This ADR fixes the network and SSH-execution layer the above all depend on.
## Decision
- **Network substrate: tailnet** — Tailscale wire protocol with **Headscale** as the self-hosted control plane (the user already runs Headscale at `mikki-bunker`). sf core is wire-agnostic; it assumes addressable, authenticated peers.
- **SSH worker host stack: Go + `charmbracelet/wish` + `charmbracelet/x/xpty`** (Linux/macOS) and **`charmbracelet/x/conpty`** (Windows). One thin Go shim per worker host; orchestrator (TS) talks SSH stdio to it.
- **Worker observability: `charmbracelet/promwish`** — Prometheus middleware mounted on Wish gives `/metrics` for free.
- **Worker identity: `charmbracelet/x/sshkey` + `charmbracelet/melt`** — auto-provisioning + Ed25519-with-seed-words backup.
## Alternatives Considered
### Network substrate
- **Public internet + sshd + manual key management** — works, but key sprawl is a real problem (each new host adds N×M keys), and dynamic IPs break stable hostnames. Tailnet's MagicDNS + ACLs replace both. Rejected.
- **Plain WireGuard mesh** — no control plane; manual peer config. Higher ops overhead than Headscale. Rejected.
- **Tailscale-the-service** — fine, but Headscale is already running and self-hosted means full ownership. Rejected.
- **ZeroTier / Netbird** — viable alternatives. Rejected because the user already has Headscale and switching costs nothing-to-gain.
### SSH worker stack
- **Node-based SSH server (`ssh2` lib)** — keeps everything TS but reinvents what Wish gives for free; no battle-tested middleware patterns. Rejected.
- **OpenSSH `sshd` with `ForceCommand`** — works for simple cases, terrible for multiplexed agent dispatch with per-connection state. Rejected.
- **Plain Go `crypto/ssh`** — lower-level than Wish, no middleware, no built-in metrics. Rejected — Wish wraps the right primitives.
## Consequences
**Positive**
- sf's network model is **explicit**: tailnet first, ACLs in Headscale's admin, no per-service auth invention.

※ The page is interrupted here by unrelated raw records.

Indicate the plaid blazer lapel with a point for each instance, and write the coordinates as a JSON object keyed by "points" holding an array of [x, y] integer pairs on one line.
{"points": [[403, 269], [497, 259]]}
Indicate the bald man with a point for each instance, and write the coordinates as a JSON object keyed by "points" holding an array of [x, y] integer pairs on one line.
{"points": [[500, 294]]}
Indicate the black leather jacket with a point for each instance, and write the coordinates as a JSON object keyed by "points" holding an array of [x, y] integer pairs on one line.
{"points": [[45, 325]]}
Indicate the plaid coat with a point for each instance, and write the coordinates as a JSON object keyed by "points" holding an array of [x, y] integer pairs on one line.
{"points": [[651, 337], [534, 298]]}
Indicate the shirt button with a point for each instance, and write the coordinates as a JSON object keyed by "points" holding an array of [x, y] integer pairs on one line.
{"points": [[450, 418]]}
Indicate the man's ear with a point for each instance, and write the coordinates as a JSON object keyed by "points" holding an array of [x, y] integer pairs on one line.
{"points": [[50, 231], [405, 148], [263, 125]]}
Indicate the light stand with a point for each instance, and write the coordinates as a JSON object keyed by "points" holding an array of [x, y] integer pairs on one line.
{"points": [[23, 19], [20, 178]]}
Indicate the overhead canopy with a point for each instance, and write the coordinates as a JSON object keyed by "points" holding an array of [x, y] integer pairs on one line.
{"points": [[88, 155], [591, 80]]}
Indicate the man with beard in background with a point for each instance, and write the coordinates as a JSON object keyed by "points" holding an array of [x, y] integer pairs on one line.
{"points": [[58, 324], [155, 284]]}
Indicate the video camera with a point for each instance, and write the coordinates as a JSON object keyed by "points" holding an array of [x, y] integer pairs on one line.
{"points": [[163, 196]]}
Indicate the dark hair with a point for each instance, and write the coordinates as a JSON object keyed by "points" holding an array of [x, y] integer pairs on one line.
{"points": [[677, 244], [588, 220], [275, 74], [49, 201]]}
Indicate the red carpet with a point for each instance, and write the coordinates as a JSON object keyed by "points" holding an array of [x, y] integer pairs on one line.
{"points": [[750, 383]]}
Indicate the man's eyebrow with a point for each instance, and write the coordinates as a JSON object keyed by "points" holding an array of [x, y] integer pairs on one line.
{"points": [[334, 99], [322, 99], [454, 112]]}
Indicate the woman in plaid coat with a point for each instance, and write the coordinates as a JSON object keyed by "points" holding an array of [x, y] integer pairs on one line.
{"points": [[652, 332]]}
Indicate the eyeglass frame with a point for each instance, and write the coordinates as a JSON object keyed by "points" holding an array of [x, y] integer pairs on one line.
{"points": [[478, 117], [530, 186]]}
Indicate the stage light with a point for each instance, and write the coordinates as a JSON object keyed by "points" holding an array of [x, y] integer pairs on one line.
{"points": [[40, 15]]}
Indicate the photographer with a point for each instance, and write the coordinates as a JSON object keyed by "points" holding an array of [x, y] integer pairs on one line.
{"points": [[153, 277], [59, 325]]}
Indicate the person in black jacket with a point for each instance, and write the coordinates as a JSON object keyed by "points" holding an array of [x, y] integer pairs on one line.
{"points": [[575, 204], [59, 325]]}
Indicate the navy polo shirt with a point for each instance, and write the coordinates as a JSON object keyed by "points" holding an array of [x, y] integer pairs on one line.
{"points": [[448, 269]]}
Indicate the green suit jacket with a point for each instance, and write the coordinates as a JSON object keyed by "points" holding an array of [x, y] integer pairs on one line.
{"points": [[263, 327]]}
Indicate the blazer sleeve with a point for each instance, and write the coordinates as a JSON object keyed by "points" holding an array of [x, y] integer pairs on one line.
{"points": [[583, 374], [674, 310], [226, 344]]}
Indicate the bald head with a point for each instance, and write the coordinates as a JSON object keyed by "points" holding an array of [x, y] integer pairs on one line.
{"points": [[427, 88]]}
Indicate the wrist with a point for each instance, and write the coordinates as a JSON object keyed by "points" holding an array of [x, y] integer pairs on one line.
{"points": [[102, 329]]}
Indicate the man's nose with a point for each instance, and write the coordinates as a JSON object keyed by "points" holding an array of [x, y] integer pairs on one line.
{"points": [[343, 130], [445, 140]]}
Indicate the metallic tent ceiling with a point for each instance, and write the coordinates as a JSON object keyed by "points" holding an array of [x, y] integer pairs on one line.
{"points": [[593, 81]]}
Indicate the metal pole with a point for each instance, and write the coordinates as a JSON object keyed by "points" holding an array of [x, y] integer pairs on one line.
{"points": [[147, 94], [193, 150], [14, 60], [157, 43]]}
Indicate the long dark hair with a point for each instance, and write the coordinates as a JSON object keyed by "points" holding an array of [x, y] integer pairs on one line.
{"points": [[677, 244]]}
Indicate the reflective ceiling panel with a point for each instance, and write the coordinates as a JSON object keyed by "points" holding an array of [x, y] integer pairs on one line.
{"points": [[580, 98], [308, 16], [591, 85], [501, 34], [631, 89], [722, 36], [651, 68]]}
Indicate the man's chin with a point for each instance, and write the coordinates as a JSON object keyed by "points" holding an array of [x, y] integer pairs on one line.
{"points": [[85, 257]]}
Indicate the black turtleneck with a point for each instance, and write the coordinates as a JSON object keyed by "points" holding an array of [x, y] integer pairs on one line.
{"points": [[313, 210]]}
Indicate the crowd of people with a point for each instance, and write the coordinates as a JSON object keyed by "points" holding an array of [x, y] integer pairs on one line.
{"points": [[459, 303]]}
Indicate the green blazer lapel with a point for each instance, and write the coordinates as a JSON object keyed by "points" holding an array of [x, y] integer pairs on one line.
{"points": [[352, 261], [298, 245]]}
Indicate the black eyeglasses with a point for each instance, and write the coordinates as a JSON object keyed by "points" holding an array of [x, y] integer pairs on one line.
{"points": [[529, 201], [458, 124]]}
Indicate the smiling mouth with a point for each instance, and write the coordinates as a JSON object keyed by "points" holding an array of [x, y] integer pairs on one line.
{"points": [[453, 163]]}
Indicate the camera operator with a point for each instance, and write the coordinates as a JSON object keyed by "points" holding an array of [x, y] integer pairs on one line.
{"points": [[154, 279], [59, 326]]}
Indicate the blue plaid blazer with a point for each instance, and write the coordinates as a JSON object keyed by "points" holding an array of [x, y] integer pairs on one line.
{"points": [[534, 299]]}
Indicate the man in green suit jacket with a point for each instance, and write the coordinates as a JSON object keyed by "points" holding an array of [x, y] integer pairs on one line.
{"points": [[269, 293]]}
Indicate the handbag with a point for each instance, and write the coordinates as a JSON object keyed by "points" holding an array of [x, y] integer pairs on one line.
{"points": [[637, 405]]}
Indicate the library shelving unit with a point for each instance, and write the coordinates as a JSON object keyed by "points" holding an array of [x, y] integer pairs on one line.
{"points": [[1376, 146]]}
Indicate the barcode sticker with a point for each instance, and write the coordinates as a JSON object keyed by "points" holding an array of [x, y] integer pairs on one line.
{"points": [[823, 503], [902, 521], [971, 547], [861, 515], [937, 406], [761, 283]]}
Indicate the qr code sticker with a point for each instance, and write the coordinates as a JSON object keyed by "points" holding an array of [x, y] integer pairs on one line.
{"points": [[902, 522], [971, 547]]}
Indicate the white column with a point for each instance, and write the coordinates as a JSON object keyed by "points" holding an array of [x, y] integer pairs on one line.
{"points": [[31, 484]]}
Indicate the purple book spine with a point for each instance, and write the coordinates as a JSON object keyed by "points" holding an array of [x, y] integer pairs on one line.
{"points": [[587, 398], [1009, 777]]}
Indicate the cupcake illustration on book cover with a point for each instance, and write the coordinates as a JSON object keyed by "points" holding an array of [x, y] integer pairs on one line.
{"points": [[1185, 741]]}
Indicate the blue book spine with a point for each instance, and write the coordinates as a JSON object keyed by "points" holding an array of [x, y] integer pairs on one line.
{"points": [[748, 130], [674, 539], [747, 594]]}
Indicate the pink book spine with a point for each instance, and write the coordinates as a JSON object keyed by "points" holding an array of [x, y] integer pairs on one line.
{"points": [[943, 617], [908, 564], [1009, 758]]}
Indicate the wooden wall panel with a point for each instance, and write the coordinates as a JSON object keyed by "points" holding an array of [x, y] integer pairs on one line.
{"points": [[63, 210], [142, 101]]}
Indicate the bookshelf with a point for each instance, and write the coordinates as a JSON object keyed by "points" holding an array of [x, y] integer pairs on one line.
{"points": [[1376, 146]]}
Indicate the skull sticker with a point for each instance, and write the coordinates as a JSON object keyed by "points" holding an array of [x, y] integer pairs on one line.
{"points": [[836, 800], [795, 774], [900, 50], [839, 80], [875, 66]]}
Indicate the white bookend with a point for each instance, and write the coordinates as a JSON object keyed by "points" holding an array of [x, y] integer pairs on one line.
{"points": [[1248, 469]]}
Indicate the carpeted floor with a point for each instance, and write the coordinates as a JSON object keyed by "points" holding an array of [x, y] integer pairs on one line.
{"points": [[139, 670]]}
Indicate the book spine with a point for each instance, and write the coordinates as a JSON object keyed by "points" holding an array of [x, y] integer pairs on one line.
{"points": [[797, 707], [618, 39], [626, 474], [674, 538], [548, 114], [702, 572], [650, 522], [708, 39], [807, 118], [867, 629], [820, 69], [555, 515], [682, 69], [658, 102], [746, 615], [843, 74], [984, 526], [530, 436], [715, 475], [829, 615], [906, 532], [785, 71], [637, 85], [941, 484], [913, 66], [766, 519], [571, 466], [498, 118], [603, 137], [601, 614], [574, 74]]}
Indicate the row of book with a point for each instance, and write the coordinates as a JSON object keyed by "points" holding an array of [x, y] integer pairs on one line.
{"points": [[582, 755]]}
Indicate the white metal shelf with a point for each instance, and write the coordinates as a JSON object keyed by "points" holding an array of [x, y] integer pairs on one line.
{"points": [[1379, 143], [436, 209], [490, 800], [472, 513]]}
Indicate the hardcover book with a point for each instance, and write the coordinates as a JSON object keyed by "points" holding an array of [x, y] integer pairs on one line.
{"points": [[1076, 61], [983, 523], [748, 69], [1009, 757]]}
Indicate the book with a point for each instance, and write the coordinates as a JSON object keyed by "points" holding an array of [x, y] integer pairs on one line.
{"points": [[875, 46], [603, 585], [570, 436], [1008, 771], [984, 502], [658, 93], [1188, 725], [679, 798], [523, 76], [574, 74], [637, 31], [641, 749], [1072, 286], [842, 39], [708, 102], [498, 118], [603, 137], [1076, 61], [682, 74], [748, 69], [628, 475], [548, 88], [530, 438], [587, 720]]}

- SSH worker host inherits Wish's mature middleware (`wish/logging`, `wish/elapsed`, etc.) and `promwish` observability.
- Cross-platform pty support (`xpty` Linux/macOS, `conpty` Windows) lets workers spawn real ttys for the agent — load-bearing for Windows-only test runs on `mikki-bunker-windows`.
- Stable hostnames via Headscale's MagicDNS — `mikki-bunker.tailnet.ts.hugo.dk` resolves regardless of network change.
- Identity story is clean: each worker host has its own Ed25519 keypair (`sshkey`), backed up via `melt` seed words.
**Negative**
- Tailnet dependency: when Headscale is down, *new* connections can't auth (existing connections survive). Mitigation: Headscale on a stable host with monitoring.
- Polyglot deployment: TS orchestrator + Go worker. One clean SSH-stdio boundary, but two languages to keep in CI. Acceptable per ADR-016 (parallel build).
- ACL drift: if Headscale ACLs forbid a worker host, sf degrades silently. Doctor-check should detect and surface explicitly (see "implementation" below).
**Risks and mitigations**
- *Risk:* SSH disconnect mid-turn produces zombie agent processes (SPEC §22.3).
- *Mitigation:* spec-mandated remote-cleanup script on disconnect; `--sf-run-id=<id>` marker on the agent process for `pgrep` / `kill`.
- *Risk:* `wish` API churn pre-1.0.
- *Mitigation:* pin a version; planned upgrade window once per quarter.
- *Risk:* `xpty` / `conpty` edge cases on niche shells.
- *Mitigation:* worker has a flag to fall back to non-pty stdio; logged loudly.
## Out of Scope
- **Multi-tenant network isolation** (one tailnet, multiple users with separate ACL domains) — defer until concrete need.
- **Public-internet exposure** — sf is tailnet-only by deployment recommendation. If a use case needs a public endpoint, it goes through `tailscale funnel` or a dedicated reverse proxy outside sf.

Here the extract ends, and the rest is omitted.